Francia Il Rassemblement National di Marine Le Pen primo partito con il 24,7%dei voti contro la Republique en Marche di Emmanuel Macron, al 21,6%. E già chiede lo sfratto del presidente. I Verdi arrivano terzi quasi al 13% con il voto giovane andato in massa ad un personaggio come Yannick Yadot

 

Ungheria Il partito di Viktor Orban, Fidesz, si conferma il vincitore incontrastato con un netto 56%, 4 punti in più rispetto al 2014.

 

Polonia L’ultraconservatore Diritto e Giustizia (PiS/Ecr) di Jaroslaw Kaczynski bìva a 42,40%. Lo segue a stretto giro la Coalizione europea, lista unica formata dai principali partiti di opposizione, tra cui la Piattaforma civica di Donald Tusk. Kukiz’15, col 4,10% non supera lo sbarramento.

 

Danimarca I socialdemocratici sono il primo partito con il 22,9%, davanti ai centristi, che hanno il 20,5%, e all’estrema destra, con il 13,2%.

 

Spagna Il Psoe prende circa il 28% delle preferenze, che significa 18 eurodeputati a Strasburgo. Il Pp, al contrario, vede nero, con il 17%. Vox, l’ultradestra nazionalista, va al di sotto delle aspettative, arrivando fino all’8% rispetto al 10% delle politiche. Ma otterrà 4-5 seggi a Strasburgo.

 

Portogallo Con il 32,45 il partito socialista del premier Antonio Costa vince le elezioni europee, rilanciando la sua candidatura alla presidenza della Commissione. Il partito socialdemocratico si ferma al 22,9%, il Blocco di Sinistra al 10, 25%.

 

Grecia Il principale partito di opposizione Nea Dimokatia di Kyriakos Mitsotakis, che fa capo alla famiglia del Ppe è in testa con il 34%. Syriza di Alexis Tsipras, resta al secondo posto col 27%. Tanto che il premier annuncia nuove elezioni.

 

Gran Bretagna Paradosso: il nuovo Brexit Party di Nigel Farage trionfa con il 32%. I LibDem filo-Ue secondi al 19%, il Labour in calo al 16%, i Verdi (2 punti in più) all’11%, e i Tory crollano all’8%.

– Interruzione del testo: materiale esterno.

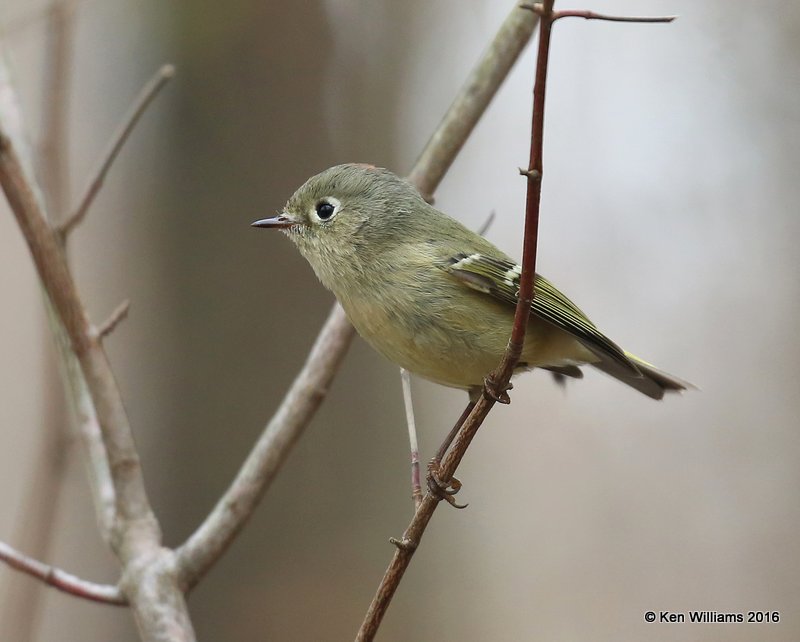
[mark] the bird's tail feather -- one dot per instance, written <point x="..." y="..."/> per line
<point x="652" y="382"/>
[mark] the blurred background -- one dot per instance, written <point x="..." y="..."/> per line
<point x="669" y="214"/>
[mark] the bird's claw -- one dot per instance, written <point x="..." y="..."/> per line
<point x="492" y="391"/>
<point x="442" y="489"/>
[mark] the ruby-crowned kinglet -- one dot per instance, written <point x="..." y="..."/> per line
<point x="433" y="296"/>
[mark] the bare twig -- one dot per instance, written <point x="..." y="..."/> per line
<point x="36" y="524"/>
<point x="63" y="581"/>
<point x="416" y="485"/>
<point x="487" y="223"/>
<point x="119" y="314"/>
<point x="407" y="545"/>
<point x="143" y="100"/>
<point x="538" y="7"/>
<point x="471" y="101"/>
<point x="497" y="383"/>
<point x="591" y="15"/>
<point x="216" y="533"/>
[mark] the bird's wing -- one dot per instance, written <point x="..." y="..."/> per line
<point x="499" y="278"/>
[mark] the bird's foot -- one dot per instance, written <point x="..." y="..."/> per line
<point x="443" y="489"/>
<point x="499" y="394"/>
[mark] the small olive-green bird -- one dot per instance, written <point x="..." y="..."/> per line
<point x="433" y="296"/>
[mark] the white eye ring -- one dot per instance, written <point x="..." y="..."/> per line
<point x="325" y="209"/>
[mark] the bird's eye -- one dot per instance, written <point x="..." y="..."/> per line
<point x="326" y="209"/>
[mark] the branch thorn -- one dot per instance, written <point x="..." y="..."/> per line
<point x="115" y="318"/>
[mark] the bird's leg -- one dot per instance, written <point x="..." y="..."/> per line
<point x="445" y="489"/>
<point x="498" y="393"/>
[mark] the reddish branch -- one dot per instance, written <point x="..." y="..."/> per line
<point x="497" y="382"/>
<point x="212" y="538"/>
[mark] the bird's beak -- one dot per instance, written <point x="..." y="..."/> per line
<point x="276" y="222"/>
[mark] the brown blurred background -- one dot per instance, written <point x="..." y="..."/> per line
<point x="669" y="213"/>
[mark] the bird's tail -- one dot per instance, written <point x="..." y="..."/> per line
<point x="651" y="381"/>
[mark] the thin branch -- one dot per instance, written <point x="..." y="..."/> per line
<point x="119" y="314"/>
<point x="416" y="485"/>
<point x="497" y="383"/>
<point x="471" y="101"/>
<point x="149" y="572"/>
<point x="63" y="581"/>
<point x="217" y="532"/>
<point x="143" y="100"/>
<point x="21" y="610"/>
<point x="487" y="224"/>
<point x="196" y="556"/>
<point x="591" y="15"/>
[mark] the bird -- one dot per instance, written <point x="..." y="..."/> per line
<point x="435" y="297"/>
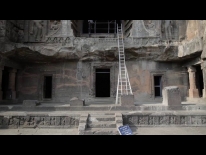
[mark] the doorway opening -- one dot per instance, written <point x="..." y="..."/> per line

Riace, Lucano torna per votare

Ha dovuto avvertire i carabinieri prima di entrare a Riace per votare. Mimmo Lucano lo ha fatto ieri alle 11. Dopo 15 anni alla guida del piccolo Comune, il sindaco “sospeso” si è candidato a consigliere nella lista “Il cielo sopra Riace” guidata da Maria Spanò. Ancora sottoposto al divieto di dimora a causa dell’inchiesta sull’utilizzo dei fondi per l’accoglienza, Lucano è stato autorizzato dal Tribunale a recarsi a Riace per votare, come già era successo per il comizio di chiusura della campagna elettorale, venerdì. Prima un caffè al volo nel bar del borgo, poi al seggio e infine un passaggio a casa per salutare l’anziano padre (92 anni) che non vede da mesi. “Speriamo vada bene”. Nessuna previsione sull’esito delle elezioni. Per vincere, la lista di Lucano deve prendere un voto in più delle due rivali.

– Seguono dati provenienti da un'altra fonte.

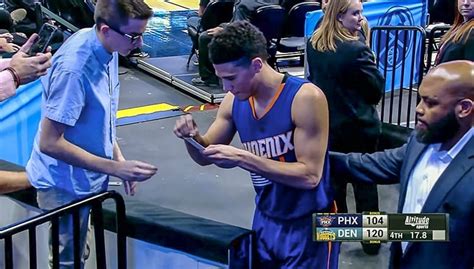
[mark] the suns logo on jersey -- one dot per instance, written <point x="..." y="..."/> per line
<point x="270" y="147"/>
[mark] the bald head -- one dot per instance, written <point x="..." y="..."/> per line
<point x="455" y="77"/>
<point x="446" y="109"/>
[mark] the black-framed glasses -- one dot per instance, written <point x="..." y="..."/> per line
<point x="133" y="37"/>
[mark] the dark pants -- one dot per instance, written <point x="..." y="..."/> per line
<point x="206" y="70"/>
<point x="366" y="195"/>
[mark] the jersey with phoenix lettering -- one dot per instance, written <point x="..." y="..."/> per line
<point x="272" y="136"/>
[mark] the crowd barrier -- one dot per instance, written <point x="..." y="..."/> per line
<point x="95" y="203"/>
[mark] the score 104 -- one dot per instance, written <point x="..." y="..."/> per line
<point x="350" y="220"/>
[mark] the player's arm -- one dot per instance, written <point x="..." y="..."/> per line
<point x="310" y="116"/>
<point x="221" y="131"/>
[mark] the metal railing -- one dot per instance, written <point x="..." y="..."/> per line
<point x="95" y="202"/>
<point x="399" y="52"/>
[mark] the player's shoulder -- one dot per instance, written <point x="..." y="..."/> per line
<point x="309" y="91"/>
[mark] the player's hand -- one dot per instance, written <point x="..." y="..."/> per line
<point x="130" y="187"/>
<point x="224" y="156"/>
<point x="214" y="31"/>
<point x="185" y="126"/>
<point x="134" y="170"/>
<point x="7" y="36"/>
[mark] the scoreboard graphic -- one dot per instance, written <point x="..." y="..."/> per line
<point x="374" y="227"/>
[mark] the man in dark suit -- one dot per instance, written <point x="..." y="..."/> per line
<point x="434" y="168"/>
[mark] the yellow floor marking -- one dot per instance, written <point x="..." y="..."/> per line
<point x="135" y="111"/>
<point x="169" y="6"/>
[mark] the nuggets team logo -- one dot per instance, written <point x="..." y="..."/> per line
<point x="393" y="53"/>
<point x="325" y="221"/>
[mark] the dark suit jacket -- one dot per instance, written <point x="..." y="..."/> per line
<point x="353" y="86"/>
<point x="453" y="193"/>
<point x="457" y="51"/>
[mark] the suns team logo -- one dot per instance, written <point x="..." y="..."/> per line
<point x="325" y="221"/>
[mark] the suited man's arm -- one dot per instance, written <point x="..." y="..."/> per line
<point x="381" y="167"/>
<point x="13" y="181"/>
<point x="367" y="75"/>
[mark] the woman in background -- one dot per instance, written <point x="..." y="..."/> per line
<point x="343" y="66"/>
<point x="458" y="42"/>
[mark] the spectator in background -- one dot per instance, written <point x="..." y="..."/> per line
<point x="243" y="10"/>
<point x="344" y="68"/>
<point x="458" y="42"/>
<point x="75" y="149"/>
<point x="26" y="23"/>
<point x="20" y="69"/>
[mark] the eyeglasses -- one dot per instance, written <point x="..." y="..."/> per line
<point x="133" y="37"/>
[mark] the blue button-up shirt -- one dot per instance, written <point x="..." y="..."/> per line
<point x="81" y="91"/>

In mente sempre il progetto di far ripartire l’accoglienza dei migranti spazzata via dall’inchiesta che ha portato al suo rinvio a giudizio e dal ministero dell’Interno che ha bloccato i fondi con un provvedimento poi annullato dal Tar. “Riace può tornare a essere un modello – dice Lucano – anche se non vinciamo le elezioni. Le politiche dell’accoglienza sono state stravolte da questo governo e il mio auspicio è che presto non ci sia più”.